Ungerer is similarly experimental with line, frequently allowing it to run wild and move in and out of form. Consider the wonderfully excessive curlicues that constitute the telephone wire in Power Line or the deliciously witty cartoons from Der Herzinfarkt (Heart attack) in which lines push and pull, physically stringing their figures along with them. In a particularly lovely sketch from this series, a tiny business-suited man tries to hook an Atalantalike woman with the crook of his cane. As the mammoth female disassembles into calligraphic strokes, her suitor might as well be trying to capture and pin down drawing itself.

It makes perfect sense that Ungerer became a draftsman, and an illustrator at that, rather than a painter like his father; that is, someone called upon to respond to the world around him quickly, repeatedly, and without regard for the dictates of the self-contained aesthetic object. To leave his errors exposed and continue on, such is Ungerer’s way. In this vein, it is important to note that the artist does not place himself above his material, no matter how unsettling the depiction. Whether Ungerer’s target is American commercialism or European provincialism, backwater rednecks or elite society, he freely admits: “I am in all my drawing and books. I don’t say it boastfully, but I’ve performed every one of my fantasies. Maybe it was a way of liberating myself from an uptight and sterile Protestant upbringing. But even while I did all these things, I also rebelled— I repelled myself. And it is this revulsion that comes through so strongly in my work.’’ For example, although Ungerer cannot be accused of directly participating in the atrocities his political posters invoke, one writer observes that their sheer barbarism is implicative, producing in the viewer an equivalent revulsion against the artist’s audacious imagery. “I am a man: nothing that is human is foreign to me,” Ungerer, paraphrasing the Roman playwright Publius Terentius Afer, better known as Terence, has observed—including, one presumes, humanity’s baser impulses. The way forward, his work seems to suggest, is to acknowledge these foibles before seeking a different path.

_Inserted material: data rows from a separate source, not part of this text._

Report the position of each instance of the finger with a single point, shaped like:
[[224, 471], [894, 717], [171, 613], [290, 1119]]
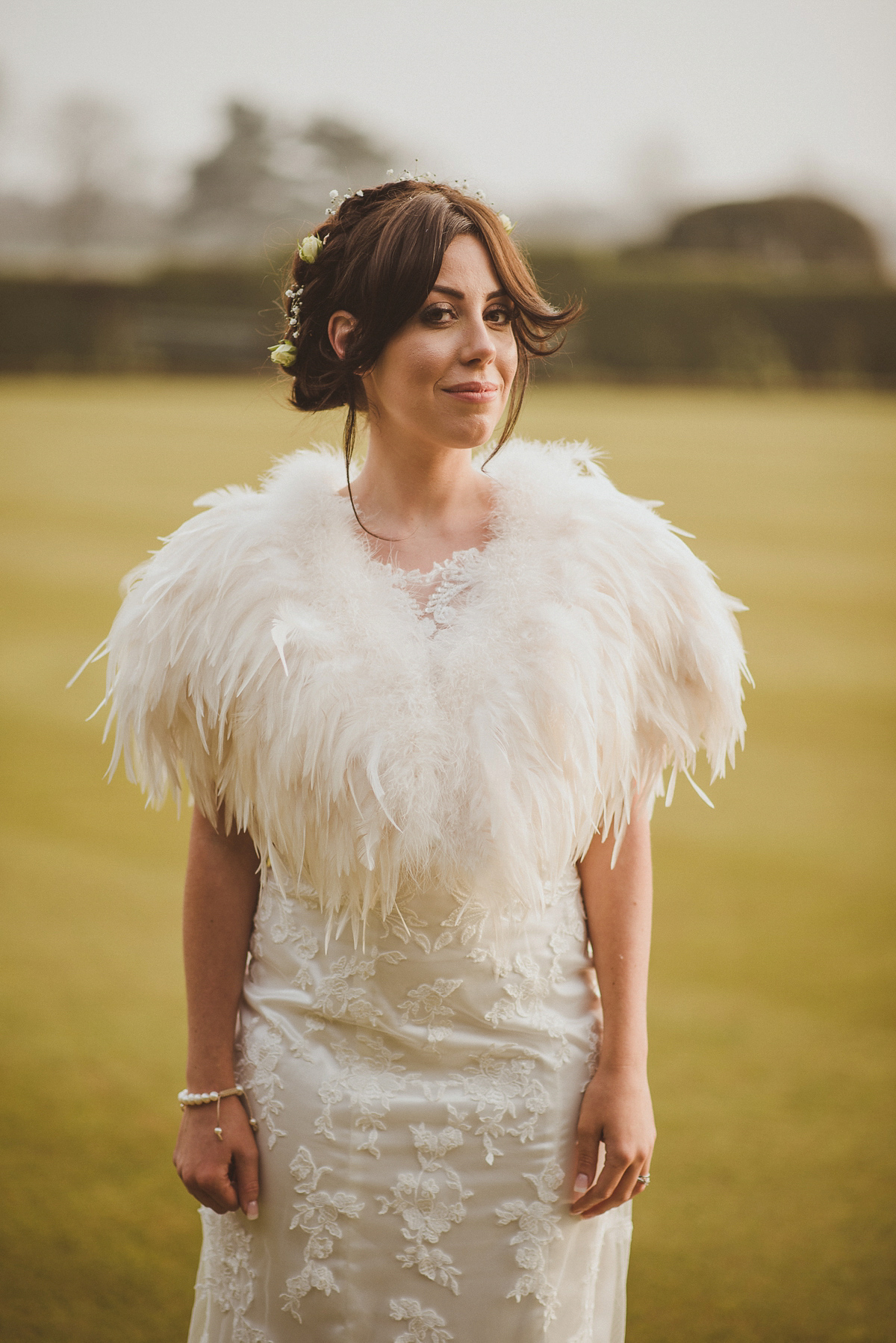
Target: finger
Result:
[[615, 1169], [623, 1191], [246, 1171], [588, 1150]]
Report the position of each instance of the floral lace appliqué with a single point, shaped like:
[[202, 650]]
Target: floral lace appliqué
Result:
[[337, 999], [226, 1275], [425, 1326], [539, 1226], [426, 1006], [437, 594], [261, 1049], [430, 1203], [497, 1087], [316, 1215], [368, 1084], [526, 999]]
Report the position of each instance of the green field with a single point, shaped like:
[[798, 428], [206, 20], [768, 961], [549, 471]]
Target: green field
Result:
[[771, 1212]]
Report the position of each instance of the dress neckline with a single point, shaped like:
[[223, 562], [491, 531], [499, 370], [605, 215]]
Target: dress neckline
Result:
[[435, 595]]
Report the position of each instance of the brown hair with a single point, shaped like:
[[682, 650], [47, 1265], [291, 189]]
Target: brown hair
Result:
[[382, 254]]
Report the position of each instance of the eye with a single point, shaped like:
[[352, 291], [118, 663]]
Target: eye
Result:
[[499, 314], [438, 314]]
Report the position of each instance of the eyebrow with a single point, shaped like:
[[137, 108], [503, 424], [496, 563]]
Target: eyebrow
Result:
[[457, 293]]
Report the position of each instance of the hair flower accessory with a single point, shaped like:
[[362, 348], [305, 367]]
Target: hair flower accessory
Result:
[[284, 355], [309, 249]]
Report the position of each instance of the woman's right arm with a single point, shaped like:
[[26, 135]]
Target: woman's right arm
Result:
[[220, 895]]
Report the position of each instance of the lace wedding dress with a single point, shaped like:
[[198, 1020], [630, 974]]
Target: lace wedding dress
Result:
[[420, 757]]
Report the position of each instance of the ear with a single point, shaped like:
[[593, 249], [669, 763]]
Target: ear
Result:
[[339, 329]]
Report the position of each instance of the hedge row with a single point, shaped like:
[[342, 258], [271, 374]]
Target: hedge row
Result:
[[642, 323]]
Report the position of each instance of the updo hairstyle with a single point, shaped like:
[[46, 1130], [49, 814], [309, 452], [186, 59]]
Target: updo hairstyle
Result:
[[383, 250]]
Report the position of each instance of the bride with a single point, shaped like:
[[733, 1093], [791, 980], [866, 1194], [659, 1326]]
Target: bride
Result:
[[423, 712]]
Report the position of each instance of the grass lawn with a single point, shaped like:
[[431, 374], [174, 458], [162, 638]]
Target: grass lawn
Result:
[[771, 1213]]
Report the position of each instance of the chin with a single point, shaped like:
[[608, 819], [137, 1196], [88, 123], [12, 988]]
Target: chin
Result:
[[473, 432]]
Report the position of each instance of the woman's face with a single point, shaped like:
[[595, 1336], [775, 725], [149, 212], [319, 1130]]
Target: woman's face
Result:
[[445, 376]]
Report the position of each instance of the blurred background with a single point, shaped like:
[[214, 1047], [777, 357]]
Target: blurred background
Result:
[[719, 184]]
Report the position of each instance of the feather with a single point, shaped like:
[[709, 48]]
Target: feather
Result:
[[270, 657]]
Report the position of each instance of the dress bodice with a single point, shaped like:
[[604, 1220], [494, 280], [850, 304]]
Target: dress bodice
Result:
[[440, 592]]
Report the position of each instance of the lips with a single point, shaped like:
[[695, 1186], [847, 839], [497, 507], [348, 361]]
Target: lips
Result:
[[473, 391]]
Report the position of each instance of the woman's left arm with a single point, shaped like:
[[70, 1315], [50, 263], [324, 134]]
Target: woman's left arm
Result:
[[615, 1107]]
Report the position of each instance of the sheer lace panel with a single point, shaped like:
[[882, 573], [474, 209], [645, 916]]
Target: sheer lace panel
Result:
[[438, 592]]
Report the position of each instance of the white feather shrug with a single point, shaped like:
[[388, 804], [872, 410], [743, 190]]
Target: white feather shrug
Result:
[[265, 651]]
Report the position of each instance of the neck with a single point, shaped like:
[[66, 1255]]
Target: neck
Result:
[[425, 500]]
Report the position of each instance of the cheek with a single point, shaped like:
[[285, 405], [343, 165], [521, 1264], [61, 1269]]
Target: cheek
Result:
[[509, 362]]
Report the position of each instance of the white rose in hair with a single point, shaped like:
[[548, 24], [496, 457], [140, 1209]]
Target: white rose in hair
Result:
[[309, 249], [282, 353]]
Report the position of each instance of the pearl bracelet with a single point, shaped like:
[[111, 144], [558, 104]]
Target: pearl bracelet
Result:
[[207, 1097], [188, 1097]]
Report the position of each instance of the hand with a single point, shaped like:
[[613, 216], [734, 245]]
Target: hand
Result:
[[223, 1176], [615, 1111]]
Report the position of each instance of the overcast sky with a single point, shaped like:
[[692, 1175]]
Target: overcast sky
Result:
[[529, 99]]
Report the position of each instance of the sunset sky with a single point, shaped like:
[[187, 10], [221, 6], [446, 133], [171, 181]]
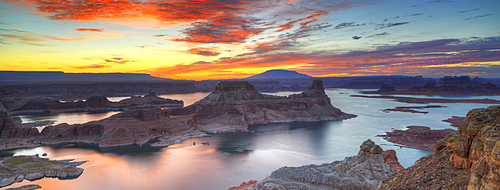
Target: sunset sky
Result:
[[225, 39]]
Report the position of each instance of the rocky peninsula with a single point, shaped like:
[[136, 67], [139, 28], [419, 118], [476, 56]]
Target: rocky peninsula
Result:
[[232, 107], [363, 171], [93, 103], [419, 137], [467, 159], [18, 168]]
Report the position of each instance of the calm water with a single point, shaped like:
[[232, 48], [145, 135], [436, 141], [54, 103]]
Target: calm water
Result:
[[233, 158]]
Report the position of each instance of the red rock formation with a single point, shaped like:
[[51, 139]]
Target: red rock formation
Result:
[[419, 137], [391, 159], [9, 129], [454, 121], [363, 171], [231, 107], [467, 159], [234, 105], [96, 102]]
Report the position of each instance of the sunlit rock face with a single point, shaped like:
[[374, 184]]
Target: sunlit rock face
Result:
[[9, 129], [234, 105], [467, 159], [363, 171]]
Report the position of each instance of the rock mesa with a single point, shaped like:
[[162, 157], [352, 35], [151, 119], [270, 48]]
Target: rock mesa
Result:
[[467, 159]]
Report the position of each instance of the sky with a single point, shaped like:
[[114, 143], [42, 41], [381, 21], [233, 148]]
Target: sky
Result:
[[226, 39]]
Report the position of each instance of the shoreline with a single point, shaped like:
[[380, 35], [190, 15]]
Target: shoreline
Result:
[[432, 100]]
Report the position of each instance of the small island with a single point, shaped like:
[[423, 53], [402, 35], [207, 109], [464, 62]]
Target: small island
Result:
[[447, 86], [232, 107], [418, 137], [18, 168]]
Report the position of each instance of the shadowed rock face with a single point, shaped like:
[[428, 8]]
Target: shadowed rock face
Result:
[[9, 129], [467, 159], [363, 171], [233, 106]]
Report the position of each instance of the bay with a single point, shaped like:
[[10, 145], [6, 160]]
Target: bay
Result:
[[236, 157]]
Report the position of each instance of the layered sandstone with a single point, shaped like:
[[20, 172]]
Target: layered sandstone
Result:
[[467, 159], [18, 168], [363, 171], [419, 137], [233, 106], [94, 103], [9, 129]]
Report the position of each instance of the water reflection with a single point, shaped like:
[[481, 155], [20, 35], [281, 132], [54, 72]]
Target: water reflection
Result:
[[236, 157]]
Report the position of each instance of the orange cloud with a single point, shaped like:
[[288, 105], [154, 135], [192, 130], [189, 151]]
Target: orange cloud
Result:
[[407, 58], [203, 51], [89, 29]]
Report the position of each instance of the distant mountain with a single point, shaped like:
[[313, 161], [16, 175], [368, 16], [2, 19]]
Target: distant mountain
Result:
[[280, 74], [54, 76]]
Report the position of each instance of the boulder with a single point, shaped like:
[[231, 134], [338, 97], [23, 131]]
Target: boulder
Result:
[[363, 171], [467, 159]]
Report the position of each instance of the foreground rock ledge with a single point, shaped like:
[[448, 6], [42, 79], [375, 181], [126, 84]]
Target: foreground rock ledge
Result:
[[363, 171], [18, 168], [232, 107], [467, 159]]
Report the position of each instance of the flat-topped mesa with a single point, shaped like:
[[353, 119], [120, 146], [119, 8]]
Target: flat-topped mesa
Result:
[[316, 91], [234, 105], [230, 91], [9, 128]]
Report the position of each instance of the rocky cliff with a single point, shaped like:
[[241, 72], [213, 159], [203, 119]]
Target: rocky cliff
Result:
[[363, 171], [467, 159], [9, 129], [94, 103], [233, 106]]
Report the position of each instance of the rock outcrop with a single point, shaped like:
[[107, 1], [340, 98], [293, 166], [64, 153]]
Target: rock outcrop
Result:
[[233, 106], [467, 159], [18, 168], [9, 129], [386, 87], [94, 103], [152, 99], [419, 137], [363, 171]]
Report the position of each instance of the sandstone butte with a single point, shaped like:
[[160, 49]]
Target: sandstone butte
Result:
[[233, 106]]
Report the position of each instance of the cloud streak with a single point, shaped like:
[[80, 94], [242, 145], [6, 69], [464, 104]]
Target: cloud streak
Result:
[[89, 29], [413, 58]]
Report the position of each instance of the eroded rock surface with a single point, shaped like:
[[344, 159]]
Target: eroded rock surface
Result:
[[467, 159], [363, 171], [233, 106], [419, 137], [18, 168], [10, 132]]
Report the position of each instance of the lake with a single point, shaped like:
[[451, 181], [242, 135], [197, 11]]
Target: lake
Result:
[[237, 157]]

In Far Out Isn’t Far Enough, Aria Ungerer explains that a huge part of her father’s life has been the quest for an identity. Hence, his peripatetic journey from Strasbourg to New York to Canada and finally Ireland and his work’s obsessive focus on who we are and where we fit in. If the manic flow of his work is any indication, it is a goal that he is no closer to achieving however physically settled he now may be. And yet this non-belonging is itself a place. In Ungerer’s words, “the thing is, if you have no identity you’re free. Your home is no man’s land. You can do anything in no man’s land. This would be a nice fairytale. The child that travels in no man’s land.” This is in essence the story of the recent Fog Island, set mostly in the borderless sea and on a magical island inhabited by a man who controls the fog, which, as described above, employs hazy tones and back-to front color washes to create a sense of distanced unreality. It is an apt concluding work for an Ungerer retrospective (drawings from the book close The Drawing Center’s exhibition), not least because it is a work without conclusion, one in which the final scene returns us to the beginning. The wide open expanses of sea and sky in the Fog Island drawings recall the shadowy hues of The Three Robbers, where a dusky blue serves as both the background and the faces of the robbers who peek through their black cloaks. This is the space of everything and nothing: a space that is perhaps Ungerer’s rightful home.